Prediction Methods
Partial least squares regression (PLS) and Principal component regression (PCR) have been used in many disciplines such as chemometrics, econometrics, bioinformatics and machine learning, where wide predictor matrices, i.e. \(p\) (number or predictors) > \(n\) (number of observation) are common. These methods are popular in multivariate analysis, especially for exploratory studies and predictions. In recent years, a concept of envelope introduced by Cook, Li, and Chiaromonte (2007) based on the reduction in the regression model was implemented for the development of different estimators. This study compares these prediction methods based on their prediction performance on data simulated with different controlled properties.
- Principal Components Regression (PCR):
- Principal components are the linear combinations of predictor variables such that the transformation makes the new variables uncorrelated. In addition, the variation of the original dataset captured by the new variables is sorted in descending order. In other words, each successive component captures maximum variation left by the preceding components in predictor variables (Jolliffe 2002). Principal components regression uses these principal components as a new predictor to explain the variation in the response.
- Partial Least Squares (PLS):
- Two variants of PLS: PLS1 and PLS2 are used for comparison. The first one considers individual response variables separately, i.e. each response is predicted with a single response model, while the latter considers all response variables together. In PLS regression, the components are determined so as to maximize a covariance between response and predictors (Jong 1993). Among other, there are three main PLS algorithms NIPALS, SIMPLS and Kernel Algorithm all of which removes the extracted information through deflation and makes the resulting new variables orthogonal. The algorithms differ in the deflation strategy and computation of various weight vectors (Alin 2009) and here we have used the kernel version of PLS. R-package
pls
(Mevik, Wehrens, and Liland 2018) is used for both PCR and PLS methods. - Envelopes:
- The envelope, introduced by Cook, Li, and Chiaromonte (2007), was first used to define response envelope (Cook, Li, and Chiaromonte 2010) as the smallest subspace in the response space and must be a reducing subspace of \(\Sigma_{y|x}\) such that the span of regression coefficients lies in that space. Since a multivariate linear regression model contains relevant (material) and irrelevant (immaterial) variation in both response and predictor, the relevant part provides information, while the irrelevant part increases the estimative variation.

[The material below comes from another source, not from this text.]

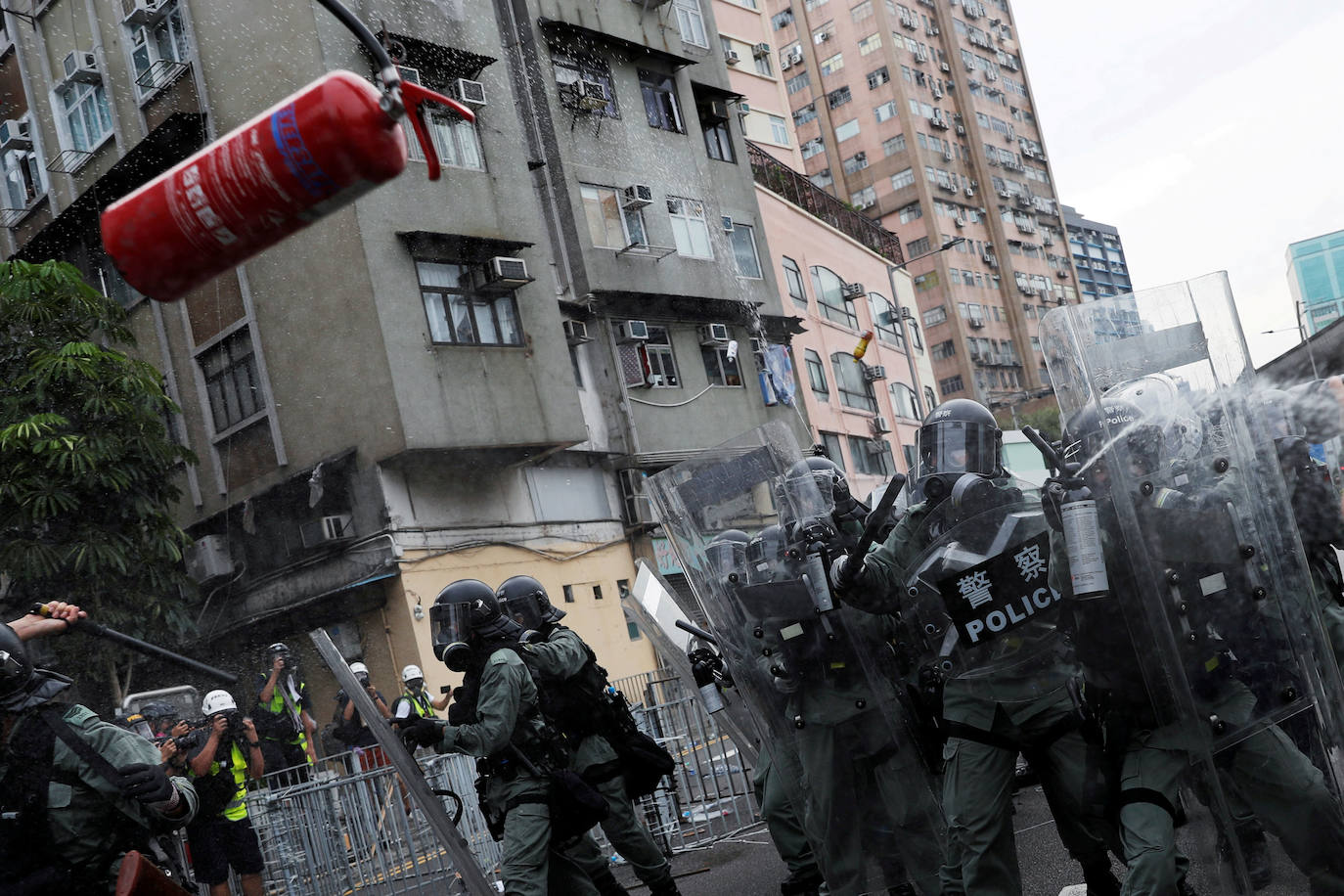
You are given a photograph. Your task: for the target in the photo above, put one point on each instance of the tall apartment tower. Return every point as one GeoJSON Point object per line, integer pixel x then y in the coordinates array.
{"type": "Point", "coordinates": [1098, 256]}
{"type": "Point", "coordinates": [1316, 280]}
{"type": "Point", "coordinates": [442, 381]}
{"type": "Point", "coordinates": [920, 114]}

The concept of the envelope uses the relevant part for estimation while excluding the irrelevant part consequently increasing the efficiency of the model (Cook and Zhang 2016).
- The concept was later extended to the predictor space, where the predictor envelope was defined (Cook, Helland, and Su 2013). Further Cook and Zhang (2015) used envelopes for joint reduction of the responses and predictors and argued that this produced efficiency gains that were greater than those derived by using individual envelopes for either the responses or the predictors separately. All the variants of envelope estimations are based on maximum likelihood estimation. Here we have used predictor envelope (Xenv) and simultaneous envelope (Senv) for the comparison. R-package
Renvlp
(Lee and Su 2018) is used for both Xenv and Senv methods.
Modification in envelope estimation
Since envelope estimators (Xenv and Senv) are based on maximum likelihood estimation (MLE), it fails to estimate in the case of wide matrices, i.e. \(p > n\). To incorporate these methods in our comparison, we have used the principal components \((\mathbf{z})\) of the predictor variables \((\mathbf{x})\) as predictors, using the required number of components for capturing 97.5% of the variation in \(\mathbf{x}\) for the designs where \(p > n\). The new set of variables \(\mathbf{z}\) were used for envelope estimation. The regression coefficients \((\hat{\boldsymbol{\alpha}})\) corresponding to these new variables \(\mathbf{z}\) were transformed back to obtain coefficients for each predictor variable as, \[\hat{\boldsymbol{\beta}} = \mathbf{e}_k\hat{\boldsymbol{\alpha}_k}\] where \(\mathbf{e}_k\) is a matrix of eigenvectors with the first \(k\) number of components. Only simultaneous envelope allows to specify the dimension of response envelope and all the simulation is based on a single latent dimension of response, so it is fixed at two in the simulation study. In the case of Senv, when the envelope dimension for response is the same as the number of responses, it degenerates to the Xenv method and if the envelope dimension for the predictor is the same as the number of predictors, it degenerates to the standard multivariate linear regression (Lee and Su 2018).